O terceiro filme da saga retoma a narrativa no ponto em que John se converte em persona non grata para a High Table. Com uma recompensa de 14 milhões pela sua morte e hordas de inimigos no seu encalço, será necessário um plano elaborado para garantir a sobrevivência.
Temos o inevitável regresso de personagens importantes, nomeadamente, Winston, The Bowery King e Charon, complementado com a adição de figuras do passado de Wick, dos quais se destacam Sofia (Halle Berry) e The Director (Angelica Houston). A narrativa vai levar-nos a locais remotos como Casablanca e tenta explicar a pirâmide hierárquica da High Table, que funciona com regras muitos rígidas e que irão forçar o nosso herói a fazer sacríficios inesperados.
O ritmo frenético de ação permanece inalterado, com cenas gore e batalhas épicas, em que se destacam os alunos de Zero (Mark Dacascos), um assassino implacável que é incumbido de caçar e eliminar John Wick.

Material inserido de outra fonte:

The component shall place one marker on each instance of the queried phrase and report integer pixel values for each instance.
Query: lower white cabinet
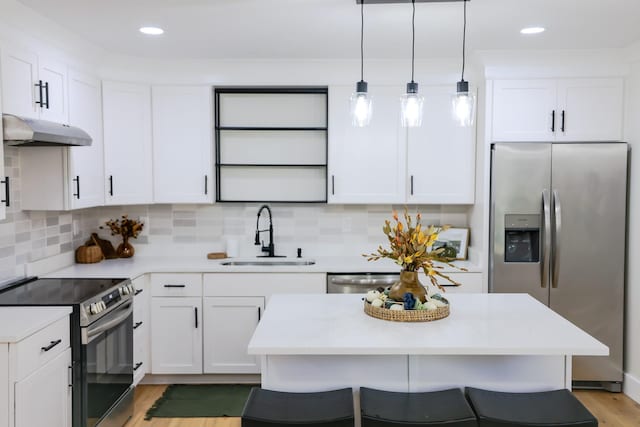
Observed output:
(176, 335)
(229, 323)
(44, 397)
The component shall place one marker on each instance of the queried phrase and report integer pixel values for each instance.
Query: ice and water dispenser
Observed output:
(521, 238)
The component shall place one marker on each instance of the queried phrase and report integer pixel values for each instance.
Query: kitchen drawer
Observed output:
(28, 355)
(176, 285)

As coreografias de luta estão muito bem conseguidas, assim como todo as assimetrias das várias zonas étnicas de Novas Iorque que nos são dadas a conhecer.
Parabellum é uma expressão em latim que funciona igualmente como um jogo de palavras para este terceiro filme, que mantém a qualidade dos seus predecessores e lança uma premissa interessante para o quarto filme, que tem data de lançamento para 21 de Maio de 2021.